The trick here is domestic and foreign intelligence. Governments can heighten airport security all they want, but they can’t put a shield around every water reservoir, hydro tower and large gathering of people on the continent. Best, I say, to identify “persons of interest” before they hit your doorstep. If there is one commodity that Canada could be pulling its weight on in terms of contributing to North American defence, it is intelligence. We Canadians are never going to have a mighty army, even if we get our armed forces into respectable shape again. So intelligence is where we could shine. 

We are not going to shine with an increase to CSIS funding that amounts to catching up with not much at all. The announced budgetary increase will turn an agency that has been starved into an agency that is undernourished. In a rare expenditure of words, Elcock has been firm in committee appearances that CSIS has the right, under the CSIS Act, to place agents on foreign soil. Sure CSIS has that right. But what does it matter? What good is a right if the agency doesn’t have the wherewithal? The bulk of CSIS work overseas deals with background checks on immigrants applying to come to Canada. But even if performing that task satisfactorily were enough (which it isn’t), CSIS doesn’t have the personnel. 

The Security Intelligence Review Committee (SIRC), in its 2000-2001 Report on

CSIS released last October, showed CSIS provided 125,928 background checks on potential immigrants and refugees to Canada, and reviewed 161,895 citizenship applications. CSIS has been overwhelmed just doing this job. The agency took an average of two years to report back to Citizenship and Immigration Canada on cases that raised security concerns. 
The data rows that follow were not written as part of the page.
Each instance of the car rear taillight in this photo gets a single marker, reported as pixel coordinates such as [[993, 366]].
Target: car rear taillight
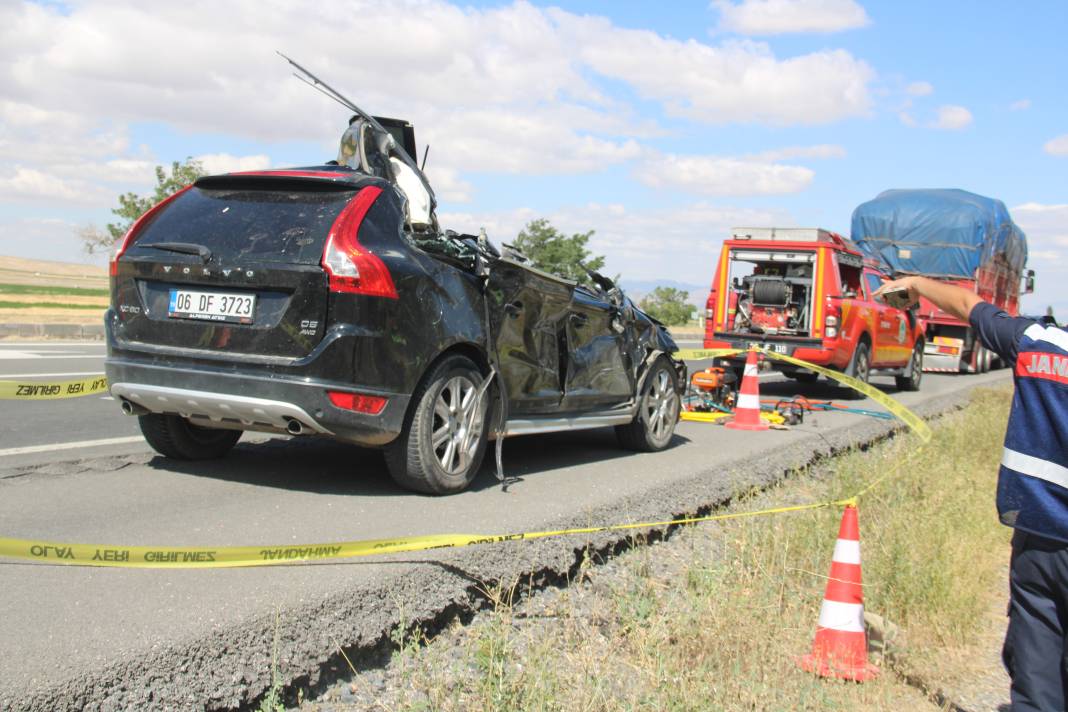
[[831, 325], [358, 401], [351, 267], [138, 225]]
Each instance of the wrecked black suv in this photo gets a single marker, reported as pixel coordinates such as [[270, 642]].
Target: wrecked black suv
[[326, 301]]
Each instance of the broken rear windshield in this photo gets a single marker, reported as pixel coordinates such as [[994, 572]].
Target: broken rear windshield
[[266, 225]]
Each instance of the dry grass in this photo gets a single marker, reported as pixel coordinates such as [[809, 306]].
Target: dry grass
[[716, 619], [42, 291]]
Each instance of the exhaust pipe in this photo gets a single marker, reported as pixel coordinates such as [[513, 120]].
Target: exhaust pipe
[[131, 408]]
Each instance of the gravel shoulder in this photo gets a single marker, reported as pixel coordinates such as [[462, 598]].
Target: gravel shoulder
[[146, 647]]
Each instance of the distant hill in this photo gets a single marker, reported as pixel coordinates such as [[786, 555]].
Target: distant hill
[[44, 272], [638, 288]]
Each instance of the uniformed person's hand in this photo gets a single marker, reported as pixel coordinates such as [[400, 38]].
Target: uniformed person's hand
[[904, 283]]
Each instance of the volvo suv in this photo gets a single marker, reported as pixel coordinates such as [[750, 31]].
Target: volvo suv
[[326, 301]]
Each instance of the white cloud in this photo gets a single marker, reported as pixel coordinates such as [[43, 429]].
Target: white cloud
[[920, 89], [1047, 228], [534, 142], [515, 89], [785, 16], [712, 175], [952, 117], [448, 186], [738, 81], [1057, 146], [29, 184], [214, 163], [822, 151], [642, 244]]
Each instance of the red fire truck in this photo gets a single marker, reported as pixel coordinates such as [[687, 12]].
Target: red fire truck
[[807, 293]]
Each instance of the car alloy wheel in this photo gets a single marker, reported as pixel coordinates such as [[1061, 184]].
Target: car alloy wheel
[[660, 405], [658, 408], [457, 424], [440, 449]]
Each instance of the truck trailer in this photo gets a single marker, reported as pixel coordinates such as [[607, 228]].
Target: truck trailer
[[955, 236]]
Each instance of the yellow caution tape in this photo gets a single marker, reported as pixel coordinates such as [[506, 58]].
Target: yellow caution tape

And vetting would-be Canadian citizens is definitely not enough. “Persons of interest” don’t normally go through regular immigration channels. They often show up without any papers, demanding to be treated as political refugees. Most political refugees are legitimate and end up proving their case. But some, whose backgrounds are unknown to us, are released, pending applications and appeals, and disappear. We need to have a better idea, in advance, who the dangerous ones are. Ideally, we need a better shot at nabbing then before they get on a plane. But we certainly need to be able to pick them out and identify them if they make their way to Canadian soil.  

We need a legitimate spy capacity. CSIS has nothing like the resources needed to infiltrate “other” cultures, either at home, or abroad. For too long our police forces and security agencies have been reflections of the mainstream - what used to be a vast white majority in this country, which is no longer so vast. This country rightly welcomes people of all races, creeds, and cultural backgrounds.  But our police and security agencies must be able to move discreetly within every culture, and right now they can’t. 

The time has come to start building the language capacity, and the cultural capacity, of CSIS, the RCMP, and other bulwarks of the security of all Canadians. A revamped CSIS needs vastly enhanced domestic and foreign capabilities if Canada is not going to continue to be a security sieve. 

Even if the government gets started now, this is going to take considerable time.

It will also cost real money. It takes at least a quarter of a million dollars a year to keep a trained agent overseas in countries where the cost of living is low, and a lot more where the cost of living is high. These aren’t big bucks in terms of the value of what the government has a mandate to protect - a country and its people - but they were apparently too big to muscle their way into the December budget. We Canadians are counting on luck, rather than intelligence, to solve a crisis. That is the way of the ostrich.